The Statistical Complexity of Early-Stopped Mirror Descent
This provides theoretical insights into implicit regularization for researchers in optimization and machine learning, though it is incremental as it builds on existing literature.
The paper tackles the problem of understanding the statistical guarantees of early-stopped mirror descent algorithms for linear models and kernel methods, showing that it yields excess risk bounds in terms of offset Rademacher complexities and recovers or improves upon recent results in implicit regularization.
Recently there has been a surge of interest in understanding implicit regularization properties of iterative gradient-based optimization algorithms. In this paper, we study the statistical guarantees on the excess risk achieved by early-stopped unconstrained mirror descent algorithms applied to the unregularized empirical risk with the squared loss for linear models and kernel methods. By completing an inequality that characterizes convexity for the squared loss, we identify an intrinsic link between offset Rademacher complexities and potential-based convergence analysis of mirror descent methods.
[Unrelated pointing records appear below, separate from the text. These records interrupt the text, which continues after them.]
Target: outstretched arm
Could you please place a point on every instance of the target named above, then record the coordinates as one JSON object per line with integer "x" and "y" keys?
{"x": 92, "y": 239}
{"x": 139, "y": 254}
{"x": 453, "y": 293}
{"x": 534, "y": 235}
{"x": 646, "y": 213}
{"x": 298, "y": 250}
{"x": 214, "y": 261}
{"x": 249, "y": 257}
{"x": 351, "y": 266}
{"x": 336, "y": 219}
Our observation immediately yields excess risk guarantees for the path traced by the iterates of mirror descent in terms of offset complexities of certain function classes depending only on the choice of the mirror map, initialization point, step-size, and the number of iterations. We apply our theory to recover, in a clean and elegant manner via rather short proofs, some of the recent results in the implicit regularization literature, while also showing how to improve upon them in some settings.